Most clergy are better off reporting their federal income taxes as employees for several reasons:

  • The value of certain fringe benefits is excluded, including employer-paid health insurance premiums, group term life insurance and contributions to retirement plans.
  • Clergy can be reimbursed by their congregations for business expenses without any income tax consequences, as long as the reimbursements are through an "accountable plan."
  • Self-employed individuals have a higher risk of being audited than employees. If they are audited and reclassified as employees, they will be subject to penalties and additional taxes.

Being classified as an employee for federal income tax purposes does have its downside, however. For example, unreimbursed business expenses are subject to a floor of 2% of adjusted gross income (AGI) and must be reported on Schedule A.

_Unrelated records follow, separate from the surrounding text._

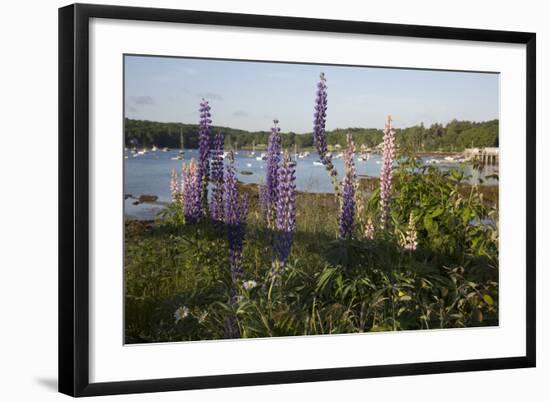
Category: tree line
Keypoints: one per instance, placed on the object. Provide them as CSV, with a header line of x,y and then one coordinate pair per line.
x,y
453,136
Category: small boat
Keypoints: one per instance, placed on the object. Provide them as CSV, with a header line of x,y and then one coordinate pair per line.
x,y
253,153
364,157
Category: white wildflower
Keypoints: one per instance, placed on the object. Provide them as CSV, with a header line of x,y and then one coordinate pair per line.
x,y
202,317
248,285
409,242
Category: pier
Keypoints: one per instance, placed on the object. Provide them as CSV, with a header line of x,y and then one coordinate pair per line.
x,y
482,155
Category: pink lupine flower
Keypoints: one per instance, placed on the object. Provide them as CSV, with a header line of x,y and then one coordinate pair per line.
x,y
191,184
174,185
388,157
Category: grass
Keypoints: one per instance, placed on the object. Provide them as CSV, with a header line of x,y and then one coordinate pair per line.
x,y
329,286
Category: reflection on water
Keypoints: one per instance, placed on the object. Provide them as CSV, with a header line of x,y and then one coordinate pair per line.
x,y
150,174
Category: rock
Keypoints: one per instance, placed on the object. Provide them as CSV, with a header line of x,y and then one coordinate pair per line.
x,y
148,198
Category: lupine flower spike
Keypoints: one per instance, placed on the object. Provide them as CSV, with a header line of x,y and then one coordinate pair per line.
x,y
204,152
386,172
235,213
285,221
174,186
369,230
348,187
191,193
319,132
216,176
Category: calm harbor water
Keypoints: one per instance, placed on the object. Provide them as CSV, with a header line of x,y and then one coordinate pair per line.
x,y
150,174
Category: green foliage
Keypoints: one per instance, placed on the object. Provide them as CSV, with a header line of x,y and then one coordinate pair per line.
x,y
455,136
329,286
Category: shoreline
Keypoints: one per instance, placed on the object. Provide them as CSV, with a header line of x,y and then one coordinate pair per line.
x,y
367,184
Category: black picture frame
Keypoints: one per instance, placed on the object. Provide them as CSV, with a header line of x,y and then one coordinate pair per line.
x,y
74,200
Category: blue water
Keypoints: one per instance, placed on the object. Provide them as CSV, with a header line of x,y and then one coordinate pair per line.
x,y
150,174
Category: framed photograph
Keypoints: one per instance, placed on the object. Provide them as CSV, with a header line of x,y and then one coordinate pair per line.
x,y
251,199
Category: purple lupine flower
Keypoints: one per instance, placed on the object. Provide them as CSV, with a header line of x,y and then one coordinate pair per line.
x,y
174,185
410,240
235,213
285,221
319,132
369,232
388,156
216,176
191,193
269,195
347,207
204,152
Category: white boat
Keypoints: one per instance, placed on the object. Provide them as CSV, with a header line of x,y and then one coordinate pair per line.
x,y
364,157
253,153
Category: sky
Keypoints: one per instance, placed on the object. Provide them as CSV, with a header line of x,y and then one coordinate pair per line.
x,y
249,95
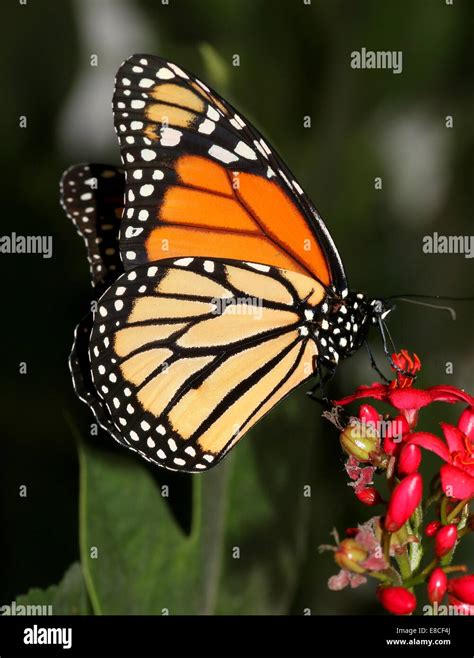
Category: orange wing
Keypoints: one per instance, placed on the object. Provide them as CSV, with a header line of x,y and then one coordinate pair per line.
x,y
202,182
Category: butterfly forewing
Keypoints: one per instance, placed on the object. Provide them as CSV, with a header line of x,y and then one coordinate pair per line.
x,y
92,196
200,180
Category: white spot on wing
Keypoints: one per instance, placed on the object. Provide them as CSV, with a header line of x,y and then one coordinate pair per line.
x,y
245,151
222,154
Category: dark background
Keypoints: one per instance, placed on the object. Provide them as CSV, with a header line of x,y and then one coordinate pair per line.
x,y
295,61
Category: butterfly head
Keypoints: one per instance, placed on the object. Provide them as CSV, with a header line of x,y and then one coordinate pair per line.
x,y
343,324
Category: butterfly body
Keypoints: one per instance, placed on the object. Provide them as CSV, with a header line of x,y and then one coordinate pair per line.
x,y
229,291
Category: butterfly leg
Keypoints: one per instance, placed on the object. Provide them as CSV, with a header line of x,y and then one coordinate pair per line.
x,y
323,378
384,332
373,363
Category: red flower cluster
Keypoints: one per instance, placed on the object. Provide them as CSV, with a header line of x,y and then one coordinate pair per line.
x,y
392,445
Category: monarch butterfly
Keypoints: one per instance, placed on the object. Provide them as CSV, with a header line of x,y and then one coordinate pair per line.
x,y
223,292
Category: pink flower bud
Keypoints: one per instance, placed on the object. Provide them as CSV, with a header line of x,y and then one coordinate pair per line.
x,y
437,585
432,528
369,496
397,600
369,414
466,423
349,555
463,588
409,460
445,539
404,500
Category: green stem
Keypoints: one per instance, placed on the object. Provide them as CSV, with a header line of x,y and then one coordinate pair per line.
x,y
458,567
465,531
380,576
420,578
386,537
443,510
404,564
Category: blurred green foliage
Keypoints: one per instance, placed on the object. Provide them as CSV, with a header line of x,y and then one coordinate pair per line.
x,y
294,62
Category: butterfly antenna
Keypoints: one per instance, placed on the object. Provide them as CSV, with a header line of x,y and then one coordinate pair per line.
x,y
450,309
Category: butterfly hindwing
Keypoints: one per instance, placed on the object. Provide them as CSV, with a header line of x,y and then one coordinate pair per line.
x,y
187,355
92,196
201,181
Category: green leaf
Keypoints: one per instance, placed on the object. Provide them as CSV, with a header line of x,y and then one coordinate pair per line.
x,y
148,553
69,597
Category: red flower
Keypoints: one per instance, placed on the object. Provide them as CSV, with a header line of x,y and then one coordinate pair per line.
x,y
409,460
432,528
407,364
369,496
463,588
404,500
461,607
437,585
457,475
445,539
409,400
397,600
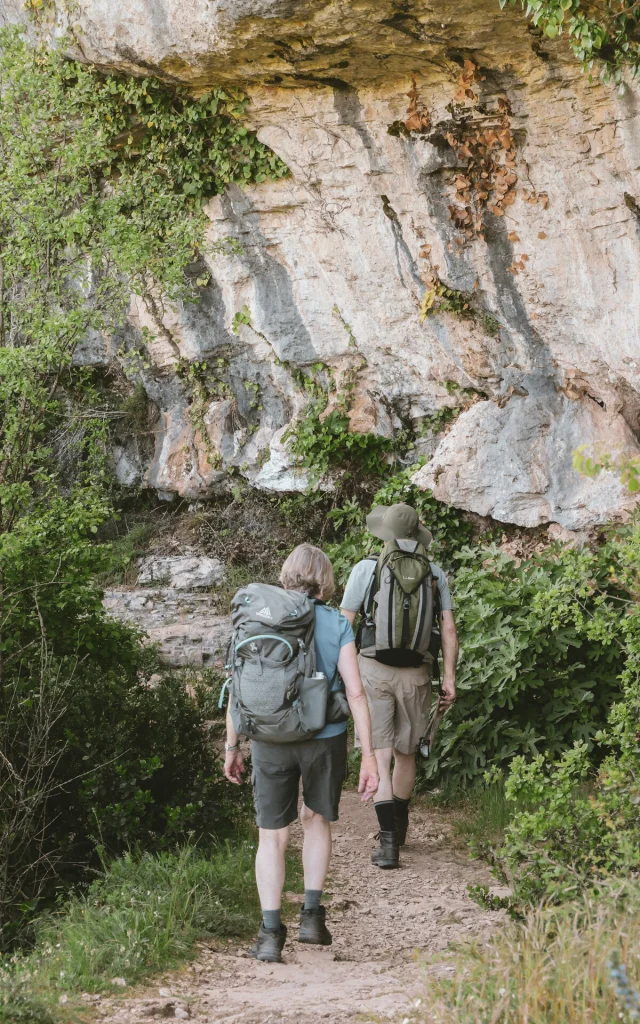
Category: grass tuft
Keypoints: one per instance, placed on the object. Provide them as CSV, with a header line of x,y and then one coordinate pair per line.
x,y
144,915
554,969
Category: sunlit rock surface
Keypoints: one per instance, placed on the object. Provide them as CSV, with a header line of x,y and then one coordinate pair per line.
x,y
335,258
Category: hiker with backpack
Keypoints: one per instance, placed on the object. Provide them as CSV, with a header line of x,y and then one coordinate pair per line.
x,y
289,657
406,607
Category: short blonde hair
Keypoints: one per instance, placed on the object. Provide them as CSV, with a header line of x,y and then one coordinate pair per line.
x,y
308,569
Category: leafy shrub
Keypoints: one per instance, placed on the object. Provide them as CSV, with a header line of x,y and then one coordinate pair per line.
x,y
582,827
534,676
448,524
324,442
91,755
141,915
553,969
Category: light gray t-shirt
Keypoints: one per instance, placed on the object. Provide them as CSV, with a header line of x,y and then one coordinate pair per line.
x,y
361,574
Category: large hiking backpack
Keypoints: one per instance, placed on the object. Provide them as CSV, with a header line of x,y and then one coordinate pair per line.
x,y
275,693
397,616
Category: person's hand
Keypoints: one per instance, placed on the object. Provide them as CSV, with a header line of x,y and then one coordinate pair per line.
x,y
233,766
448,693
368,784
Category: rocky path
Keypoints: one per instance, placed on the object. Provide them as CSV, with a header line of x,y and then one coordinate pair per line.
x,y
381,923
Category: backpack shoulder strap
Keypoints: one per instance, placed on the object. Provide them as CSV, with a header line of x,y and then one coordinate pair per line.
x,y
368,603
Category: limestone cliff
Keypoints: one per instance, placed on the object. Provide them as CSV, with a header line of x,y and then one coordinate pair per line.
x,y
387,201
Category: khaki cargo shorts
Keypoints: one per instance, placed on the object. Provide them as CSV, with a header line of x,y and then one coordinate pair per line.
x,y
399,702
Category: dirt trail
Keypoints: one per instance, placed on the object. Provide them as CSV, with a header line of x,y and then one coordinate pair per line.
x,y
378,921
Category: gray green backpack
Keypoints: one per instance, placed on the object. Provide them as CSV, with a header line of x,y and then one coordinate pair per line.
x,y
397,616
275,695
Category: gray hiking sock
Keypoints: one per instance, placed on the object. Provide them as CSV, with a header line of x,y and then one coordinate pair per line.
x,y
312,898
386,818
400,808
271,921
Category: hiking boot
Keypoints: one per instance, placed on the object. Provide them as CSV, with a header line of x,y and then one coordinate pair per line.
x,y
400,828
268,945
313,929
386,855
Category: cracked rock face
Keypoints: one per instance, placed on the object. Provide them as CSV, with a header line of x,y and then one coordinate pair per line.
x,y
336,258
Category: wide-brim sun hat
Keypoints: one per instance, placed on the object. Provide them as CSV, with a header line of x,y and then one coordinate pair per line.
x,y
397,522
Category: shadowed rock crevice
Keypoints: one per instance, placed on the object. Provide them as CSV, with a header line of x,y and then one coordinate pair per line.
x,y
275,310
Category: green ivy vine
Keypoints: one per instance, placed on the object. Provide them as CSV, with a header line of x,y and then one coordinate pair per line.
x,y
606,33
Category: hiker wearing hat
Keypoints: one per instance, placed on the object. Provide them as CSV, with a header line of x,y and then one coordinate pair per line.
x,y
402,598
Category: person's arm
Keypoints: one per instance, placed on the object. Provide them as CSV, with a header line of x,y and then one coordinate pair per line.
x,y
347,667
449,638
233,760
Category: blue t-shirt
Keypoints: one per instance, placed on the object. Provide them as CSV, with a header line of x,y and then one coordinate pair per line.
x,y
333,631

Whether clergy are classified as employees or as self-employed, they are exempt from federal tax withholding. However, clergy who are considered employees can request that their income taxes and self-employment taxes be withheld from their salary payments-a strategy I recommend. Otherwise, clergy must make quarterly estimated payments for federal income taxes and self-employment taxes to avoid underpayment penalties.

THE HOUSING QUESTION

Another source of opportunity and pitfalls involves parsonage. Parsonage is the tax rule that allows clergy to exempt from their federal income taxes a portion of salary that's earmarked for housing costs. Nearly 100 years old, parsonage originated when many congregations provided housing to attract clergy to their communities. This exemption has broadened over the years to where today, clergy can exempt the annual rental value of their home from their taxable income, even if they own the home themselves.

In 2002, the Ninth Circuit Court debated the constitutionality of parsonage. Because of that case, Congress passed the Clergy Housing Allowance Clarification Act of 2002, which President Bush signed into law. The act clarified the constitutionality of parsonage and also made clear that a parsonage allowance is now limited to the fair rental value of the home. (Previously, the parsonage value was determined using any one of three tests.)

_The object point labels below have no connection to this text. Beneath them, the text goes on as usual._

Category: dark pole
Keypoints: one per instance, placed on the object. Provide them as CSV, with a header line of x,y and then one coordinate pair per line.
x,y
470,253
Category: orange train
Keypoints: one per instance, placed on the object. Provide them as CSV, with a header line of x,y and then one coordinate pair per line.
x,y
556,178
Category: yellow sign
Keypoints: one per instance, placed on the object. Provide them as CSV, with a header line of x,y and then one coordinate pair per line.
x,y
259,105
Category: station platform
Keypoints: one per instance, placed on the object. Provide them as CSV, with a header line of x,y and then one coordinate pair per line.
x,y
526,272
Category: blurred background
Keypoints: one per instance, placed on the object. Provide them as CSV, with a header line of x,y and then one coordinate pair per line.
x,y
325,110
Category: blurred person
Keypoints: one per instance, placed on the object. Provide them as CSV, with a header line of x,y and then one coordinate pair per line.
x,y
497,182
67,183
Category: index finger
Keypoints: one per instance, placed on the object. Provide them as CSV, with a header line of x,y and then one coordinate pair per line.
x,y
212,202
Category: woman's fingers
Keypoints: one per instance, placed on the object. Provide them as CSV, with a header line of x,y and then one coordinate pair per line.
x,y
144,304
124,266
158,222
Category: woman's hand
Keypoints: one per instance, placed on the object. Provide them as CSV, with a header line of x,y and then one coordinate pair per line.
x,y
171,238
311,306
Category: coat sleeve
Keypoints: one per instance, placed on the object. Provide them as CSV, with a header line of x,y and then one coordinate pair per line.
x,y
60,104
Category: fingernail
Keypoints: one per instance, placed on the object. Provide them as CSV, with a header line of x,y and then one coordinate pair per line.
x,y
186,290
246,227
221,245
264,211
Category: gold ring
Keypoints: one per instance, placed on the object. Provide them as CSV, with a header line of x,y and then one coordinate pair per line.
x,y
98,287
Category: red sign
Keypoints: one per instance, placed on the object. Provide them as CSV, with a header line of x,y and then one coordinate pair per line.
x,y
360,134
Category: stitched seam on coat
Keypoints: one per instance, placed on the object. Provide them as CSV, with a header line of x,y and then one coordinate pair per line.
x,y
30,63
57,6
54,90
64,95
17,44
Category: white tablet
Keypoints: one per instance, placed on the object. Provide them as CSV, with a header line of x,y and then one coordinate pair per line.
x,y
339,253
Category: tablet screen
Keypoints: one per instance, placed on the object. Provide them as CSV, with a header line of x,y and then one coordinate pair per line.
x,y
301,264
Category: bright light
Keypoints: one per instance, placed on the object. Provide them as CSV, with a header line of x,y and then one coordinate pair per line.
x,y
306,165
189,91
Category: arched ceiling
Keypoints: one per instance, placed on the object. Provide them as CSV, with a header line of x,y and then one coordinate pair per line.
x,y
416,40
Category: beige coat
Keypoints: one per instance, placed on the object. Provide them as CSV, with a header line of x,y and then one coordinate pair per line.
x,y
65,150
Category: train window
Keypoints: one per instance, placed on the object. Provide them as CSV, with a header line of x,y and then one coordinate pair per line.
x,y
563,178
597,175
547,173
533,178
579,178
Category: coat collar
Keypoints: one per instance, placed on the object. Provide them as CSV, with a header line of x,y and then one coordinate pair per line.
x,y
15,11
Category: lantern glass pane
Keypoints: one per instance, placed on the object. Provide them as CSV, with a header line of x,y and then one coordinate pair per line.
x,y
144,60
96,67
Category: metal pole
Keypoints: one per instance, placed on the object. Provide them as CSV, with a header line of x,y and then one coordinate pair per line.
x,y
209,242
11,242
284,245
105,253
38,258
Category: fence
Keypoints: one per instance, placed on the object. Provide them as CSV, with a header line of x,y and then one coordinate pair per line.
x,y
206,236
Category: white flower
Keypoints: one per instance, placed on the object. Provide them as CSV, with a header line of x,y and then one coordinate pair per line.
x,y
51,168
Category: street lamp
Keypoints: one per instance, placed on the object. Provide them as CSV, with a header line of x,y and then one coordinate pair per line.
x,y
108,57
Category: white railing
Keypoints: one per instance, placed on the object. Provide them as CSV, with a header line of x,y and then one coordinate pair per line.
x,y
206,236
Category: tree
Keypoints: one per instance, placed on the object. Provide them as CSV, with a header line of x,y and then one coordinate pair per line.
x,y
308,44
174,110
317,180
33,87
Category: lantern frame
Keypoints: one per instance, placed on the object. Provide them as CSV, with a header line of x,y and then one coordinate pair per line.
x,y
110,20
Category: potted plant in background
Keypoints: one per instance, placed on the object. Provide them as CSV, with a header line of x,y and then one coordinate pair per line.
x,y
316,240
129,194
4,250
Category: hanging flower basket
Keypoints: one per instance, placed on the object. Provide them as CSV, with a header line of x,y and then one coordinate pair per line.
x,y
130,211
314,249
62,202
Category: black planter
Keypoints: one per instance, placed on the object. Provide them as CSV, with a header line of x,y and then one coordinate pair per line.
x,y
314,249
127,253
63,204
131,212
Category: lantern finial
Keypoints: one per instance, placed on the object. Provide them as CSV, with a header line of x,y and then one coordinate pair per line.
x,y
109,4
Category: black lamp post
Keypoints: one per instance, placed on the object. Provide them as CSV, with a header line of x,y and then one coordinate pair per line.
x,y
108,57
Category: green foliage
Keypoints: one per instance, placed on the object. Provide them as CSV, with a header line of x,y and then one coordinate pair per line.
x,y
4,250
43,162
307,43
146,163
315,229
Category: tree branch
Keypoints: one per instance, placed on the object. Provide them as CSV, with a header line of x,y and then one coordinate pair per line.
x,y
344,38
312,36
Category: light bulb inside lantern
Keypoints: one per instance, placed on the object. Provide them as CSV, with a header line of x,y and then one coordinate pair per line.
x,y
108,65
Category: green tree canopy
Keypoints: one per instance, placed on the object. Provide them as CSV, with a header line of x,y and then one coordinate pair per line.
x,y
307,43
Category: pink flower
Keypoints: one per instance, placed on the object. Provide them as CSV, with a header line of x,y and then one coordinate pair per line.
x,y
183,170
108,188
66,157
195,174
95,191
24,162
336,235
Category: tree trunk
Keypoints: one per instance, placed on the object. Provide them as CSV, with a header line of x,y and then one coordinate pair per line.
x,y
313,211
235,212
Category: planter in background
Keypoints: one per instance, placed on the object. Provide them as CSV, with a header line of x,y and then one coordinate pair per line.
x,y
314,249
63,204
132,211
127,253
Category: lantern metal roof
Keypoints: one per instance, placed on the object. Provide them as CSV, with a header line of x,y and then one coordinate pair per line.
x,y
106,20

The parsonage amount is not a deduction from a clergy member's income. It's just not reported as income. The rules do differ depending on whether the clergy is receiving parsonage (if the house is congregation-owned) or a housing allowance (house is owned by the clergy member). For simplicity's sake, however, I use the two interchangeably in this article.

Many clergy fail to take full advantage of the law when determining the correct amount of parsonage, and this is an area where financial planners can be of great service. Parsonage not only includes maintenance and upkeep of the house, but also its contents, the property and the garage. It does not include domestic help or food. Any parsonage amount that exceeds actual usage is reported as taxable income.

Some clergy have told me they've been warned that there is a limit as to how much parsonage can be designated. But as long as the declared amount can be verified (using receipts, etc.), there is no dollar or percentage ceiling. Some clergy clients insist on using a lower figure than they are entitled to because they are uncomfortable declaring a parsonage amount that may represent almost their entire salary. That's a personal decision, not a determination based on the statutes.

The IRS requires the congregation to follow specific procedures to authenticate the part of a cleric's income designated as parsonage. Failure to comply can leave both the congregation and the clergy open to fines during an audit. The parsonage amount can be modified as circumstances dictate, as long as these procedures are followed. A financial planner can help ensure that the procedures are followed correctly.